A prospective population-based study was conducted in Australia and New Zealand during 1994-1997 to elucidate the epidemiology of cryptococcosis due to Cryptococcus neoformans var. neoformans (CNVN) and C. neoformans var. gattii (CNVG) and to relate clinical manifestations to host immune status and cryptococcal variety. The mean annual incidence per 10(6) population was 6.6 in Australia and 2.2 in New Zealand. Of 312 episodes, CNVN caused 265 (85%; 98% of the episodes in immunocompromised hosts) and CNVG caused 47 (15%; 44% of the episodes in immunocompetent hosts). The incidence of AIDS-associated cases in Australia declined annually (P<.001). Aborigines in rural or semirural locations (P<.001) and immunocompetent males (P<.001) were at increased risk of CNVG infection.
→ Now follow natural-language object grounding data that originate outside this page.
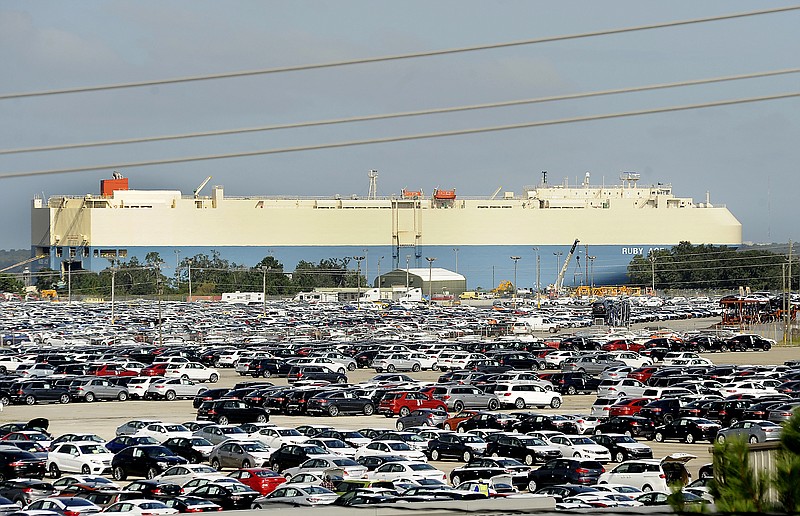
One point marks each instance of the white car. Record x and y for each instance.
(192, 371)
(621, 388)
(320, 465)
(140, 508)
(163, 431)
(410, 469)
(650, 474)
(754, 388)
(182, 473)
(390, 448)
(277, 436)
(580, 446)
(86, 457)
(521, 395)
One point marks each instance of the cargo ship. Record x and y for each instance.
(486, 239)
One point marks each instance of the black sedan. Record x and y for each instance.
(688, 429)
(225, 411)
(484, 468)
(623, 447)
(565, 471)
(227, 495)
(459, 446)
(632, 426)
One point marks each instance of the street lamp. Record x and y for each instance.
(558, 266)
(536, 249)
(516, 289)
(358, 280)
(430, 278)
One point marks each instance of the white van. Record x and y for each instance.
(525, 395)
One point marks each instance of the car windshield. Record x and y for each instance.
(316, 490)
(345, 462)
(158, 451)
(93, 449)
(254, 447)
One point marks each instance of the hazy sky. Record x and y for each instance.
(747, 155)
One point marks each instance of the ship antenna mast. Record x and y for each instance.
(373, 184)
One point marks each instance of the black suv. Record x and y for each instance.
(32, 391)
(565, 471)
(16, 463)
(226, 411)
(143, 460)
(267, 367)
(572, 382)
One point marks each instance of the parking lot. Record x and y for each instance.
(103, 418)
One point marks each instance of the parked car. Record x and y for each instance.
(225, 411)
(752, 431)
(143, 460)
(623, 447)
(688, 429)
(565, 471)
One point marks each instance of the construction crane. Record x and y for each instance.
(202, 185)
(560, 278)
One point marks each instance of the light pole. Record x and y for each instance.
(430, 279)
(189, 265)
(558, 267)
(358, 280)
(538, 296)
(653, 267)
(516, 289)
(408, 257)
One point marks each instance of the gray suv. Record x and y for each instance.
(459, 397)
(92, 389)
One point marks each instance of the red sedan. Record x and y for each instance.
(262, 480)
(629, 407)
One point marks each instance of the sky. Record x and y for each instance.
(745, 156)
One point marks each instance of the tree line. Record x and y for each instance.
(709, 266)
(210, 275)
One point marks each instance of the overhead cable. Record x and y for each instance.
(396, 57)
(389, 139)
(387, 116)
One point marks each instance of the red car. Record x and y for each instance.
(403, 403)
(643, 373)
(622, 345)
(155, 369)
(629, 407)
(110, 370)
(262, 480)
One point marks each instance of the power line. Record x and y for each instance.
(433, 111)
(396, 57)
(390, 139)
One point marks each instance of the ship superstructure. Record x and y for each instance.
(613, 223)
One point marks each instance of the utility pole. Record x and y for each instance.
(358, 280)
(430, 279)
(113, 289)
(516, 288)
(264, 291)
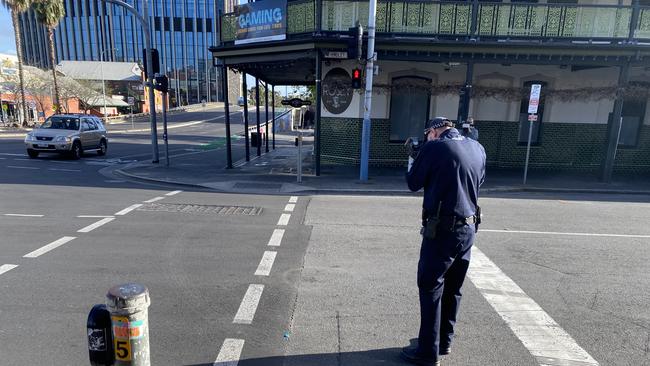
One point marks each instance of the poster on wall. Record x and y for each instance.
(261, 21)
(337, 90)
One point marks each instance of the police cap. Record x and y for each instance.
(438, 122)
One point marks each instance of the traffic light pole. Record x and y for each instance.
(370, 68)
(144, 22)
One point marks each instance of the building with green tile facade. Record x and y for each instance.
(465, 59)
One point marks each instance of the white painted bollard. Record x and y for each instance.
(129, 304)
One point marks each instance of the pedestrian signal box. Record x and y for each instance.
(356, 79)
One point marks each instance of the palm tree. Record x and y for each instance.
(17, 7)
(49, 13)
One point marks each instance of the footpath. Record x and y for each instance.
(276, 172)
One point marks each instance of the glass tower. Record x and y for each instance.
(93, 30)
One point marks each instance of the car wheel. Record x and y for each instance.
(76, 151)
(103, 147)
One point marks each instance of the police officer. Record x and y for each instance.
(450, 168)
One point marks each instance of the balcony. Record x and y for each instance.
(468, 20)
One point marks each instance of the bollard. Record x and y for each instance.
(128, 304)
(100, 340)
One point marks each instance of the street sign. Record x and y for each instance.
(336, 54)
(296, 102)
(533, 102)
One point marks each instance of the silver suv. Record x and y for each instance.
(70, 134)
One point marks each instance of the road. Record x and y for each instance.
(336, 288)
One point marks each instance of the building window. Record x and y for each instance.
(409, 107)
(524, 124)
(633, 116)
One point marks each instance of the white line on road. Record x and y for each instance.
(128, 209)
(249, 304)
(94, 226)
(65, 170)
(154, 199)
(560, 233)
(264, 268)
(538, 332)
(23, 215)
(230, 352)
(21, 167)
(47, 248)
(276, 238)
(7, 267)
(284, 220)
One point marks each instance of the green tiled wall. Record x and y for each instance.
(563, 146)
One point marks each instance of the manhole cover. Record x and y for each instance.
(201, 209)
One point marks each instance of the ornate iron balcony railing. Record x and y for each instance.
(467, 19)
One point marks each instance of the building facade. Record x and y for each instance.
(470, 58)
(96, 31)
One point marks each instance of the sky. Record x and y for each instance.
(7, 41)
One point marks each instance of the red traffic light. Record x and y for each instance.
(356, 79)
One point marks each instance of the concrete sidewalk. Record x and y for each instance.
(276, 172)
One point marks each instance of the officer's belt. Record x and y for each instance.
(453, 221)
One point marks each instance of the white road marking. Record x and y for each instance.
(47, 248)
(230, 352)
(561, 233)
(264, 268)
(94, 226)
(538, 332)
(7, 267)
(276, 238)
(154, 199)
(249, 304)
(284, 220)
(65, 170)
(128, 209)
(21, 167)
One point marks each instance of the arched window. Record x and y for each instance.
(409, 107)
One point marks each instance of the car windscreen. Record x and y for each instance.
(61, 123)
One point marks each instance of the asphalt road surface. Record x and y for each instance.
(301, 280)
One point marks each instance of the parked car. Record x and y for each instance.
(69, 134)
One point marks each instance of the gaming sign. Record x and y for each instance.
(261, 21)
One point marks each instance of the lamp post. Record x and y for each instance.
(101, 67)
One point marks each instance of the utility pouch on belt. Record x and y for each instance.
(430, 225)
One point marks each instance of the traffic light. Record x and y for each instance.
(155, 61)
(356, 79)
(355, 43)
(161, 83)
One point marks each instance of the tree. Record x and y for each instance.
(49, 13)
(18, 7)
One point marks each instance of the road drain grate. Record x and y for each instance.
(201, 209)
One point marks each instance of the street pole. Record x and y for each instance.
(144, 22)
(365, 132)
(165, 128)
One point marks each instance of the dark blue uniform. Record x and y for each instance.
(450, 170)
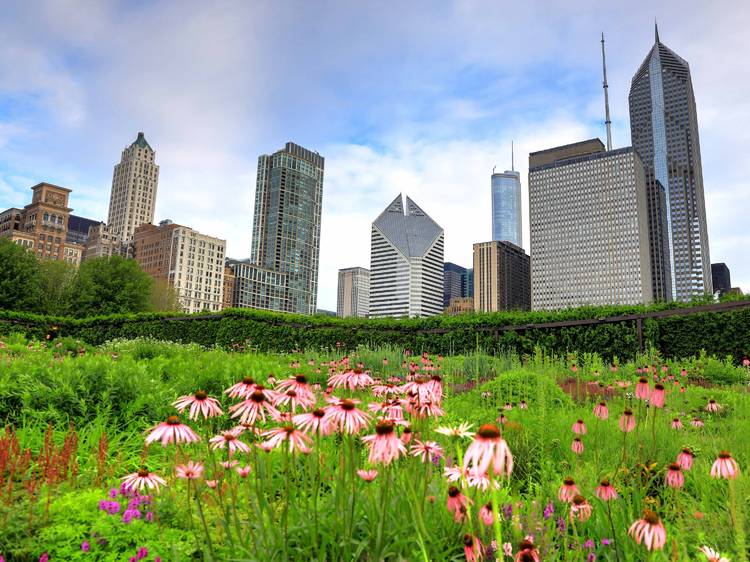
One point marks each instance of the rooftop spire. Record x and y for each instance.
(607, 121)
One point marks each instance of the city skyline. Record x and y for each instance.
(450, 125)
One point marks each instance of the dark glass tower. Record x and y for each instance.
(286, 225)
(664, 131)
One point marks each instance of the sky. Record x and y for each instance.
(419, 97)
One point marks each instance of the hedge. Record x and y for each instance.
(719, 329)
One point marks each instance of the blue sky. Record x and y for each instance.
(416, 97)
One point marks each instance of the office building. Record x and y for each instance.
(406, 262)
(502, 277)
(589, 227)
(286, 224)
(258, 287)
(42, 226)
(720, 278)
(506, 207)
(191, 262)
(353, 292)
(664, 133)
(134, 183)
(455, 282)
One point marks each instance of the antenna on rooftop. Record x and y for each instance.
(607, 122)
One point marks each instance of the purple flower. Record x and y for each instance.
(549, 510)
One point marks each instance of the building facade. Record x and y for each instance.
(286, 223)
(134, 183)
(506, 207)
(42, 226)
(191, 262)
(664, 132)
(720, 278)
(258, 287)
(455, 282)
(353, 292)
(502, 277)
(406, 262)
(589, 227)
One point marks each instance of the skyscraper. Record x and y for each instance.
(589, 227)
(406, 262)
(664, 132)
(286, 224)
(502, 277)
(455, 282)
(133, 197)
(353, 292)
(506, 207)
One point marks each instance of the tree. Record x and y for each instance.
(56, 280)
(19, 278)
(110, 285)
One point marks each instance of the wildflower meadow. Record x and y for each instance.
(144, 450)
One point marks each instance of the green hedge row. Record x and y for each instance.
(718, 333)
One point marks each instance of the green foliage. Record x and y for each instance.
(110, 285)
(19, 278)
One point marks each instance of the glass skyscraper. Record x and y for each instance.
(506, 207)
(664, 131)
(286, 225)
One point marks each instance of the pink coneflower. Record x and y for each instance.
(568, 490)
(229, 440)
(298, 384)
(257, 406)
(527, 552)
(172, 431)
(579, 428)
(601, 411)
(190, 471)
(385, 446)
(649, 531)
(675, 478)
(425, 450)
(291, 399)
(345, 416)
(314, 422)
(472, 548)
(685, 459)
(580, 509)
(712, 555)
(486, 515)
(605, 491)
(293, 436)
(627, 421)
(242, 389)
(457, 503)
(200, 403)
(143, 479)
(713, 406)
(243, 471)
(489, 448)
(351, 380)
(725, 467)
(642, 390)
(658, 396)
(367, 475)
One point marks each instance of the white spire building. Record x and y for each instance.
(406, 262)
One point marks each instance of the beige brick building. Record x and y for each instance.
(191, 262)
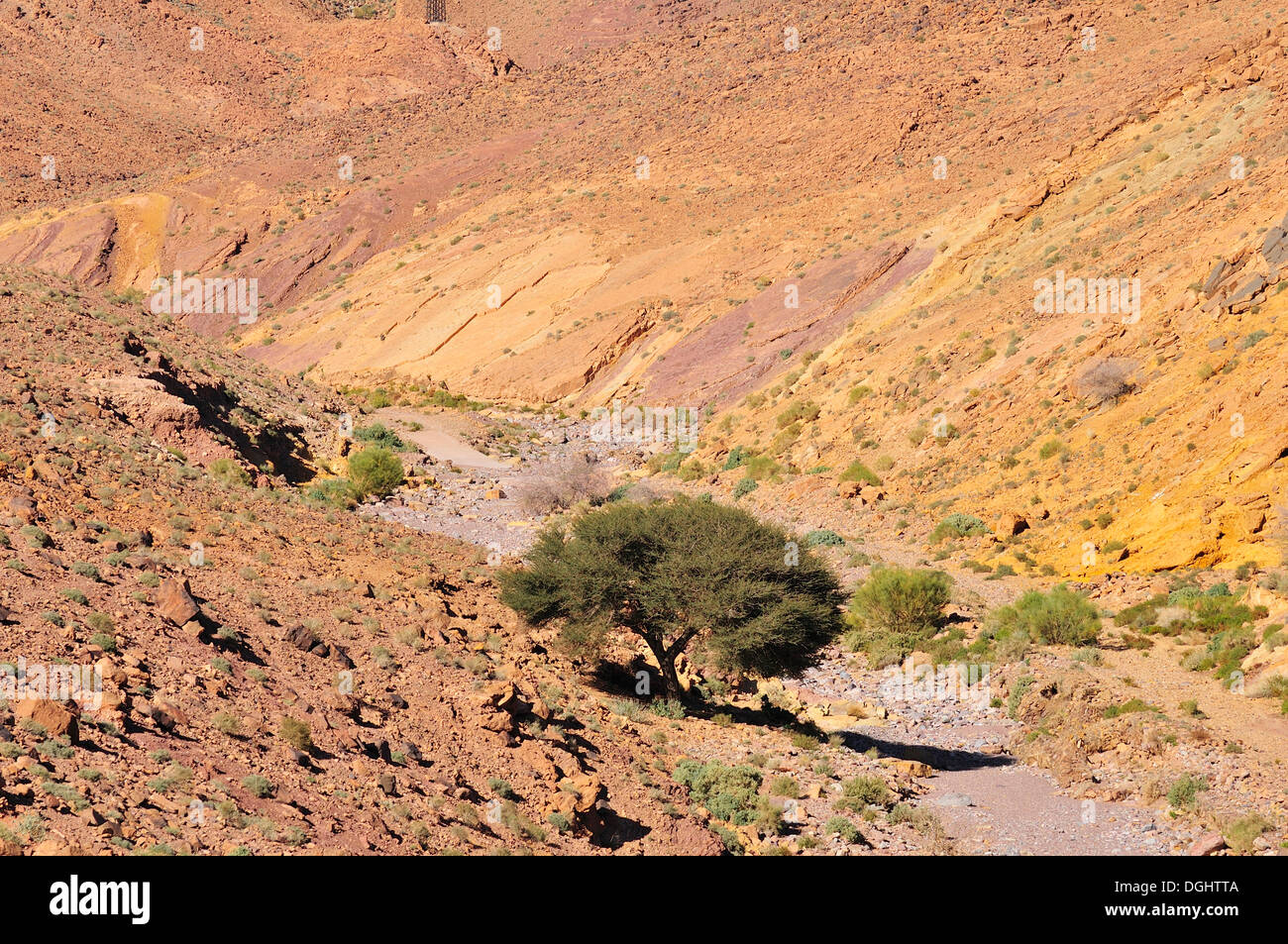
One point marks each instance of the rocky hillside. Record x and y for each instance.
(275, 673)
(632, 204)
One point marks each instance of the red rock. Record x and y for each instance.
(175, 603)
(1207, 844)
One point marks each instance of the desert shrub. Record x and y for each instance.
(331, 492)
(1106, 378)
(896, 609)
(957, 524)
(1185, 790)
(562, 483)
(1060, 617)
(375, 472)
(842, 827)
(258, 786)
(1241, 833)
(737, 458)
(378, 434)
(728, 793)
(823, 537)
(858, 393)
(760, 468)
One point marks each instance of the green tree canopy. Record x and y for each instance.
(681, 571)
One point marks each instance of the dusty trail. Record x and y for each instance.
(988, 802)
(437, 442)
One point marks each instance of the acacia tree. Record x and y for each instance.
(677, 572)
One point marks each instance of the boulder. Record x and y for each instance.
(1207, 844)
(55, 717)
(1012, 524)
(175, 603)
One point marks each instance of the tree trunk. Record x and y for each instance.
(669, 678)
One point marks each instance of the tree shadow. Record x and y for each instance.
(938, 758)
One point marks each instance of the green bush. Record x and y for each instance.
(798, 412)
(842, 827)
(737, 458)
(728, 793)
(258, 786)
(823, 537)
(1060, 617)
(957, 524)
(375, 472)
(861, 792)
(896, 609)
(1185, 792)
(228, 474)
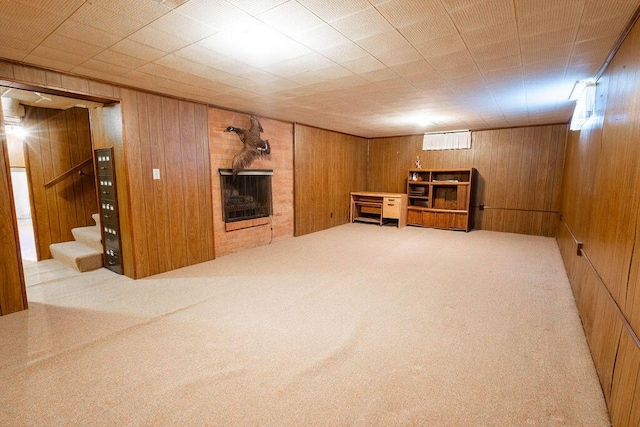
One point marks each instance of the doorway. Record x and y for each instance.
(48, 135)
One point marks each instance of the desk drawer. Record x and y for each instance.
(391, 207)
Cryptococcomas in lung or brain were more common in immunocompetent hosts (P< or =.03) in whom there was an association only between lung cryptococcomas and CNVG. An AIDS-associated genetic profile of CNVN serotype A was confirmed by random amplification of polymorphic DNA analysis. Resistance to antifungal drugs was uncommon. The epidemiology of CNVN infection has changed substantially. Clinical manifestations of disease are influenced more strongly by host immune status than by cryptococcal variety.